In the both U.S. and South Africa the
imbalance of power associated with race is inextricably entwined in history,
culture and legislation. Both have created and maintained racist legislation
and policy that perpetuated the white superiority myth for the past four hundred
years, denying blacks the ability to build economic, cultural and social
capital, maintaining this racial power imbalance. Both countries have created whiteness as a
hegemonic power structure through the construction of a binary and stratified
racial system, segregation through Jim Crow and apartheid and the use of
post-racial rhetoric which continues to build privilege for whites while
simultaneously denying privilege still exists. To truly build a post-racial
society we must focus on extending privileges of whiteness to all people and
making it what it should be—a basic human right.
REFERENCES
Dalmage, Heather. 2011. Lecture Notes, Global Whiteness. January
2011-Februrary 2011.
Duster, Troy. 2001. “ The ‘Morphing’ Power of Whiteness.” Pp. 113-137 in The Making and Unmaking of Whiteness.

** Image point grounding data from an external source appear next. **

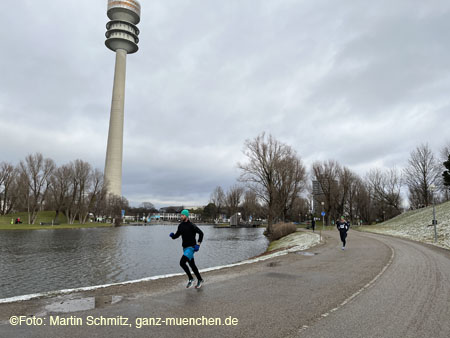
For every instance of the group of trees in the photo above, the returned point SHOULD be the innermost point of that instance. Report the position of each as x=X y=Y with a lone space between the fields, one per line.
x=75 y=190
x=275 y=186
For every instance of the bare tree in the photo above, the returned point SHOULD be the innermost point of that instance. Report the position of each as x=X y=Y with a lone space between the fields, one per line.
x=233 y=199
x=422 y=172
x=445 y=189
x=114 y=206
x=264 y=173
x=386 y=190
x=290 y=181
x=36 y=172
x=250 y=206
x=8 y=191
x=327 y=174
x=218 y=198
x=59 y=190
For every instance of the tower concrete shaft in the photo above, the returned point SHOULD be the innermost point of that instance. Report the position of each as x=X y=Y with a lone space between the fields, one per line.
x=122 y=38
x=114 y=150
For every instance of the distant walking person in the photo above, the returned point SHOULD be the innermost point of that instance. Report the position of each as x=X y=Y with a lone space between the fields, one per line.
x=343 y=227
x=188 y=230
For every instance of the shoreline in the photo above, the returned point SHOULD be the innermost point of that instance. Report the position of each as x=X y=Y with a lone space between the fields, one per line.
x=261 y=257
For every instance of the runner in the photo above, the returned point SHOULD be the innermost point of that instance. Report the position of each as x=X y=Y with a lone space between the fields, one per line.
x=343 y=227
x=187 y=231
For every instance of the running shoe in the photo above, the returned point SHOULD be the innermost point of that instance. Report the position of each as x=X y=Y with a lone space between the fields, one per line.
x=199 y=284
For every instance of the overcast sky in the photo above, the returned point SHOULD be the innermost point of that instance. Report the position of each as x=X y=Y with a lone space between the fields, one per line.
x=362 y=82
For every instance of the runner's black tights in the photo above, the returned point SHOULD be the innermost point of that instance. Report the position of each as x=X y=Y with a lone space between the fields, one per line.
x=343 y=237
x=191 y=262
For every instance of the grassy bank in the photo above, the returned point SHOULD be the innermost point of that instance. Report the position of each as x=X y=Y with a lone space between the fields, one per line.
x=416 y=225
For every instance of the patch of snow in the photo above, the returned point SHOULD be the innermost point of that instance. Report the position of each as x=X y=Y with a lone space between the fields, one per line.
x=417 y=225
x=296 y=241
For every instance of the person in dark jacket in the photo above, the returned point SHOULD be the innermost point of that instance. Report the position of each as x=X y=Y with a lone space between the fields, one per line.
x=188 y=230
x=343 y=227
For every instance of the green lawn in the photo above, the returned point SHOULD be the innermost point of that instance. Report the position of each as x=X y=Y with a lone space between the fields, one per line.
x=45 y=217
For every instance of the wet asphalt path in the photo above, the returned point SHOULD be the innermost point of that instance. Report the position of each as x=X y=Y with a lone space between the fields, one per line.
x=378 y=287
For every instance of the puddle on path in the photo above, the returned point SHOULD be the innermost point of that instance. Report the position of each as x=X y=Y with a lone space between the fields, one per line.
x=82 y=304
x=306 y=253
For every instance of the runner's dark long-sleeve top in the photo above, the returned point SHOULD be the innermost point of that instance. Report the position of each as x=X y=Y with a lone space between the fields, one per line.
x=342 y=226
x=187 y=231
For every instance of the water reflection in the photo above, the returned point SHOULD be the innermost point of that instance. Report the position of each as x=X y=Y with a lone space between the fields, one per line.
x=46 y=260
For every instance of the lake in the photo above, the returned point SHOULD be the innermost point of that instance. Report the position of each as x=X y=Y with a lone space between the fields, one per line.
x=46 y=260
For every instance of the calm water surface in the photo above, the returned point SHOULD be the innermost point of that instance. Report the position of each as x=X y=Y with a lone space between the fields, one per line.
x=46 y=260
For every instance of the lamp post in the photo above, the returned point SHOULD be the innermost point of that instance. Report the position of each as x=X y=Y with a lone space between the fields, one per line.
x=432 y=189
x=323 y=215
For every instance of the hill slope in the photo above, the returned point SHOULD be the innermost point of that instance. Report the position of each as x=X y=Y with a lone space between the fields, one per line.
x=416 y=225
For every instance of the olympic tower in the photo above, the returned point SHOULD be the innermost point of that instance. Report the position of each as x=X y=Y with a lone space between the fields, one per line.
x=121 y=38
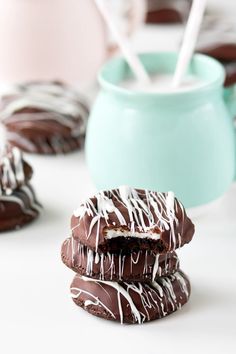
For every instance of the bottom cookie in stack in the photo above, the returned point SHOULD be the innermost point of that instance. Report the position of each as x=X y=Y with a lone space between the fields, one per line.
x=123 y=251
x=131 y=302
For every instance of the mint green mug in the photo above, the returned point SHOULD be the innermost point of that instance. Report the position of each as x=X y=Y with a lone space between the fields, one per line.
x=182 y=141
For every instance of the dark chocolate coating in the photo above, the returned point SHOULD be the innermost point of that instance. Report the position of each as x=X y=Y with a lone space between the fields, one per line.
x=130 y=302
x=137 y=266
x=39 y=126
x=19 y=211
x=91 y=227
x=164 y=16
x=163 y=12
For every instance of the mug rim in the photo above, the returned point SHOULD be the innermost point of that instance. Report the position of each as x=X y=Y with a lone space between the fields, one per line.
x=204 y=59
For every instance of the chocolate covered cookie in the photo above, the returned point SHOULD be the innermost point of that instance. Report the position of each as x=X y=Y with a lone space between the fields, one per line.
x=218 y=40
x=167 y=11
x=132 y=220
x=133 y=302
x=44 y=117
x=142 y=265
x=18 y=203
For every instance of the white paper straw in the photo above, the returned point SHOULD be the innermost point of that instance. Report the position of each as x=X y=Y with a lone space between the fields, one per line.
x=189 y=41
x=3 y=139
x=132 y=59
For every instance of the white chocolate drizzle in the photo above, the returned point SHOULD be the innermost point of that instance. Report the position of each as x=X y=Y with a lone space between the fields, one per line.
x=145 y=214
x=152 y=296
x=11 y=172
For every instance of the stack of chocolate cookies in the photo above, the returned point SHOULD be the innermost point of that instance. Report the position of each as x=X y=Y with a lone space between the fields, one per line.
x=123 y=250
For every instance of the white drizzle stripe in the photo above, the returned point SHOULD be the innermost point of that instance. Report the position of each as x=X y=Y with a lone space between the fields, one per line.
x=149 y=214
x=153 y=296
x=11 y=172
x=79 y=291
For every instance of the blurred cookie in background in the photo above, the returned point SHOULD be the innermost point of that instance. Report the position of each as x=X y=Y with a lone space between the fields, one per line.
x=44 y=117
x=167 y=11
x=218 y=40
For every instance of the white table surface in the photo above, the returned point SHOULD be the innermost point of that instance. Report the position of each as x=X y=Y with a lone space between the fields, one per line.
x=36 y=312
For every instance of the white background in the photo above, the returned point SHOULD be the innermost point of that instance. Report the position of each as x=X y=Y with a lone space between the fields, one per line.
x=36 y=312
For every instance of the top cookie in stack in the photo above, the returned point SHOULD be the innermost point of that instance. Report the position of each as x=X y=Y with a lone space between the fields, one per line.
x=123 y=251
x=131 y=219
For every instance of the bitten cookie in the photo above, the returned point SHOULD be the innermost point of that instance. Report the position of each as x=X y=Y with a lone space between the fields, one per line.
x=44 y=117
x=136 y=266
x=131 y=302
x=132 y=220
x=18 y=203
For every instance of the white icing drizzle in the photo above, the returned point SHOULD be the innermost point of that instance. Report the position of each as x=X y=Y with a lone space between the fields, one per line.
x=155 y=267
x=11 y=172
x=27 y=208
x=152 y=295
x=149 y=214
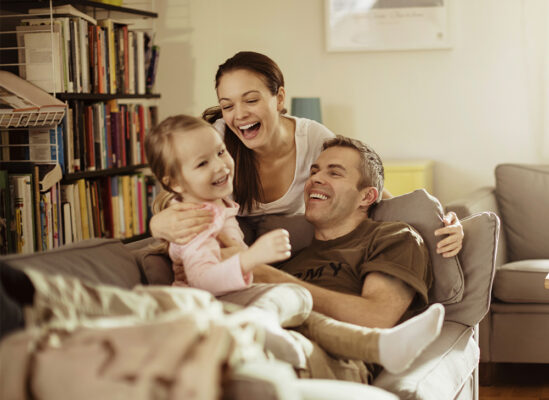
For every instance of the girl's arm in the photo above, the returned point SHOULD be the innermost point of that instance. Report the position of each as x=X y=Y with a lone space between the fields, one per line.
x=180 y=222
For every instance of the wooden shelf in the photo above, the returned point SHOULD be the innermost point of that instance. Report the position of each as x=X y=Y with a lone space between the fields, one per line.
x=23 y=6
x=136 y=238
x=104 y=96
x=102 y=172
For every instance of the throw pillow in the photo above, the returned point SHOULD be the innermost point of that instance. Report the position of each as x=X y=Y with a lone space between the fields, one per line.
x=522 y=192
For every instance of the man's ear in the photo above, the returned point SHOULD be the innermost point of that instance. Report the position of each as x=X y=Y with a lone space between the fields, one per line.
x=368 y=196
x=280 y=97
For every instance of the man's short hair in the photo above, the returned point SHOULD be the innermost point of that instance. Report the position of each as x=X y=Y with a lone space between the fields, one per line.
x=371 y=166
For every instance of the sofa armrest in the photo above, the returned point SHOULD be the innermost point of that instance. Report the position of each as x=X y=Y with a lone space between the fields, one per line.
x=441 y=371
x=483 y=199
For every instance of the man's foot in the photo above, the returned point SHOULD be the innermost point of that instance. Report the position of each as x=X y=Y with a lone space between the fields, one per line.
x=400 y=346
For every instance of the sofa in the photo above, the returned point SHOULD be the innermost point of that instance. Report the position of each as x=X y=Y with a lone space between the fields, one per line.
x=446 y=370
x=517 y=326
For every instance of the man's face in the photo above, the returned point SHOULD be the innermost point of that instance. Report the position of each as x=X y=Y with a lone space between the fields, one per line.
x=331 y=194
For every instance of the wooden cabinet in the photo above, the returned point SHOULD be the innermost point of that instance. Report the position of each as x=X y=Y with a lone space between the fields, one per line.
x=403 y=176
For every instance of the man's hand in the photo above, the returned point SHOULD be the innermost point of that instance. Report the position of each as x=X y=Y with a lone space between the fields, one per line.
x=180 y=222
x=451 y=245
x=271 y=247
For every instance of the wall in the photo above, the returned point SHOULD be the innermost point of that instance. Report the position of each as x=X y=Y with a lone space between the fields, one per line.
x=467 y=108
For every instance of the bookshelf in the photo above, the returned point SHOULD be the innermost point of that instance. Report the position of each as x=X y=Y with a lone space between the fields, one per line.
x=101 y=66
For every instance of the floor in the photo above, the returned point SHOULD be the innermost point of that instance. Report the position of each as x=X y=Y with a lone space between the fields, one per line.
x=514 y=381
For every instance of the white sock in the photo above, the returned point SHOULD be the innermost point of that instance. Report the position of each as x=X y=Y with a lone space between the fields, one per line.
x=399 y=346
x=277 y=340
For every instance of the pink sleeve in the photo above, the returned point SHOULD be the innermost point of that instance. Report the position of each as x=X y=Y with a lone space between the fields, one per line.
x=205 y=270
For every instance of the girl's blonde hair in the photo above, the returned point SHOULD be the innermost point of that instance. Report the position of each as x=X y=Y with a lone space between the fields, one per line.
x=161 y=155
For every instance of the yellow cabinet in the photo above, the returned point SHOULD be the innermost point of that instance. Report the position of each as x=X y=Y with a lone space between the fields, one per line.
x=406 y=176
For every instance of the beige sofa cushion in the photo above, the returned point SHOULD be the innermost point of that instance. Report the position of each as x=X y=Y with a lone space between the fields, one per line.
x=424 y=213
x=478 y=261
x=522 y=282
x=522 y=192
x=95 y=261
x=441 y=371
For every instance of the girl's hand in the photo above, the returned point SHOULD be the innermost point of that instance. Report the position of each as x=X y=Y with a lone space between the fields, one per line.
x=271 y=247
x=180 y=222
x=229 y=246
x=451 y=245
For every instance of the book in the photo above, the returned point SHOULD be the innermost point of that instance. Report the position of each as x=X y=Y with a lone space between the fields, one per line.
x=151 y=72
x=67 y=223
x=17 y=94
x=40 y=54
x=23 y=211
x=83 y=199
x=63 y=10
x=5 y=213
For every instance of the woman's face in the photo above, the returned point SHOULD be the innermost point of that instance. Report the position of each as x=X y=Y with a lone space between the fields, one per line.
x=249 y=108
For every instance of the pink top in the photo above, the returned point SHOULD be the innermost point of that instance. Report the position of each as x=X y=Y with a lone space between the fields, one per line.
x=201 y=257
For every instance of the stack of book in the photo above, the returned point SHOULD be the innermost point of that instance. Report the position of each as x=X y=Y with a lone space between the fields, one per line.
x=37 y=215
x=84 y=55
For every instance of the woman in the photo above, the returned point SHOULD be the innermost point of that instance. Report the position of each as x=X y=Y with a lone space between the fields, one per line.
x=272 y=151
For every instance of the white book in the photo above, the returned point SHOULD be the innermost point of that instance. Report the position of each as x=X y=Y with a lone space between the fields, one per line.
x=84 y=59
x=67 y=223
x=40 y=56
x=64 y=9
x=22 y=186
x=77 y=214
x=69 y=141
x=140 y=44
x=131 y=61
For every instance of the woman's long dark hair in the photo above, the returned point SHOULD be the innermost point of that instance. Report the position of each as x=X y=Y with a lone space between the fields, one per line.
x=248 y=190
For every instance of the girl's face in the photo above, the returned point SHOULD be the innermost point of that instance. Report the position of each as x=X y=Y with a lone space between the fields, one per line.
x=206 y=166
x=249 y=108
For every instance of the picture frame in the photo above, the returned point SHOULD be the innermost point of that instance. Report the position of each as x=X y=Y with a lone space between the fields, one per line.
x=386 y=25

Edited by Birgit Brander Rasmussen, et al. Durham, NC: Duke University Press
Goodman, David. 1999. Fault Lines:
Journeys into the new South Africa. CA, Berkely: University of California
Press.
Hale, Grace. 1998. Making
Whiteness. NY. Vintage Books
Posel, Deborah. 2001. “Race as Common Sense: Racial Classification in
Twentieth-Century South Africa.” African
Studies Review. 44(2):87-113.
Salusbury, Tess & Don Foster. 2004. “Rewriting WESSA identity.”
Pp.93-109. In Under Construction.
Edited by N. Distiller. & M. Steyn. Sandton: Heinmann.
Steyn, Melissa. 2004. “Rewriting WESSA identity.” Pp.93-109. In Under Construction. Edited by N.
Distiller. & M. Steyn. Sandton: Heinmann.
Unknown. 2010. The Scramble for
Africa. Al Jazeera. Accessed Feb 1, 2011 < http://english.aljazeera.net/programmes/2010/08/2010831112927318164.html>
Winant, Howard. 2001. The World is
a Ghetto: Race and Democracy Since World War II. New York: Basic Books.